En se réappropriant les figures historiques du combat anticolonial, comme Abane Ramdane ou Messali Hadj, pionnier de la lutte indépendantiste, « le peuple algérien a démontré qu’il dispose d’une grande aptitude à se réapproprier son Histoire et à se battre pour sauvegarder sa mémoire », souligne l’historien Benjamin Stora
« Il s’agit là d’un fait inédit: une histoire qui se fait en se réappropriant une histoire passée », relève ce spécialiste de l’Algérie, dont le dernier essai s’appelle précisément « Retours d’histoire ».
– « Mémoire incandescente » –
En fait, ce passé confisqué n’avait jamais vraiment disparu, grâce notamment à la transmission orale, ancrée dans la culture algérienne.

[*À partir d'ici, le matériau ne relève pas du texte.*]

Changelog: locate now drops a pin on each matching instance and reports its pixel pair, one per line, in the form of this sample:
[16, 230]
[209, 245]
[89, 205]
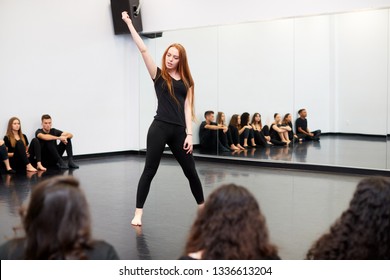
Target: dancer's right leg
[155, 145]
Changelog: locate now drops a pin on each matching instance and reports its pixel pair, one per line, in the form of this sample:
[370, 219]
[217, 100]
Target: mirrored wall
[334, 66]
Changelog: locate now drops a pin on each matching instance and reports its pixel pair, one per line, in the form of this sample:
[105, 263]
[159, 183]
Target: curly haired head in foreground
[363, 230]
[230, 227]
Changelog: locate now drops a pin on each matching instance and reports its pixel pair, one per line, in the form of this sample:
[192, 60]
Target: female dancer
[19, 150]
[258, 134]
[225, 135]
[172, 124]
[234, 128]
[4, 158]
[247, 134]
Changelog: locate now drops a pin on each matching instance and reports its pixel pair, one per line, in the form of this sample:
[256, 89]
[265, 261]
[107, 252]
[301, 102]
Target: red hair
[184, 71]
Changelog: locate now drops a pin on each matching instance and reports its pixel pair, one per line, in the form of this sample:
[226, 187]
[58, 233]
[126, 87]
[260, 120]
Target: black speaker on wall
[131, 6]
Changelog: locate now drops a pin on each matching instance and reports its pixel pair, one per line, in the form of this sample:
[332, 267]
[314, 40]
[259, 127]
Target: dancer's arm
[149, 62]
[188, 115]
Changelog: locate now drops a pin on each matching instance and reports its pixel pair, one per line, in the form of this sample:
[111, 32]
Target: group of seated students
[18, 153]
[242, 132]
[230, 226]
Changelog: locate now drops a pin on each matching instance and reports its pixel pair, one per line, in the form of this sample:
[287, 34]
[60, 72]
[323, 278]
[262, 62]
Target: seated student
[20, 152]
[303, 130]
[51, 152]
[260, 138]
[246, 131]
[4, 158]
[363, 231]
[287, 121]
[230, 226]
[57, 226]
[208, 134]
[224, 134]
[279, 133]
[234, 128]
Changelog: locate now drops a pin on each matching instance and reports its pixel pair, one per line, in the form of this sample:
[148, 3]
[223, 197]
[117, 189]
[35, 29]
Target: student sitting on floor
[303, 131]
[57, 226]
[208, 134]
[363, 230]
[230, 227]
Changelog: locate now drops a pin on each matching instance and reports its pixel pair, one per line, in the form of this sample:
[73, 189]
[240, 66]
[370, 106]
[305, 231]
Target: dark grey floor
[334, 150]
[299, 206]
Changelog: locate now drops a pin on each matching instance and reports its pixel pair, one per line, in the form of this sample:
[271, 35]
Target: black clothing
[101, 250]
[20, 158]
[275, 137]
[234, 135]
[159, 134]
[168, 109]
[51, 151]
[302, 123]
[3, 153]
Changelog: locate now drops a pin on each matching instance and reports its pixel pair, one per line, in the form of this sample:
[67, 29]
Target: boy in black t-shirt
[303, 132]
[208, 134]
[51, 151]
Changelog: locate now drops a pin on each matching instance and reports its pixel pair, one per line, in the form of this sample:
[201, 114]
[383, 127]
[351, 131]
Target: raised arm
[149, 62]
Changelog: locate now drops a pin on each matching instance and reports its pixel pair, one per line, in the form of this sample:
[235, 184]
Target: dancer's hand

« La mémoire des évènements du XXe siècle est intacte et incandescente dans les cerveaux des Algériens. La transmission s’opère en famille et entre amis », observe Pierre Vermeren, historien du Maghreb contemporain.
« Pas besoin de l’Etat qui, certes nourrit cette mémoire, mais cultive une histoire nationale officielle et idéologique », dit-il.
La mémoire est désormais portée par des nouveaux médias et les réseaux sociaux — plus de la moitié des 42 millions d’Algériens les utilisent –, véritable caisse de résonance de ce mouvement inédit, pluriel et non-violent.
« Aujourd’hui, il y a une réappropriation générale en Algérie. Réappropriation du passé, de la mémoire. Les médias et réseaux sociaux accentuent la donne », constate Akram Belkaïd.
Pour la 1e fois dans l’histoire du pays, ni le président Abdelmadjid Tebboune ni le nouveau chef (par intérim) de l’armée, Saïd Chengriha, ne sont d’anciens moudjahidines de la résistance antifrançaise et ne peuvent se prévaloir de cette « légitimité historique ».
« La rhétorique de la légitimité de la guerre a été usée jusqu’à la corde et personne n’était plus sensible à ça », tempère néanmoins Karima Dirèche, historienne spécialiste du Maghreb contemporain.
Au sein du Hirak, « il y a une réappropriation » aussi de « héros de guerre morts très jeunes, telle qu’Hassiba ben Bouli, tuée à 19 ans, qui renvoient à la jeunesse de la contestation », souligne-t-elle.
« La construction d’une Nation forte et plurielle » est désormais « la tâche difficile de la génération qui arrive », prévient Benjamin Stora.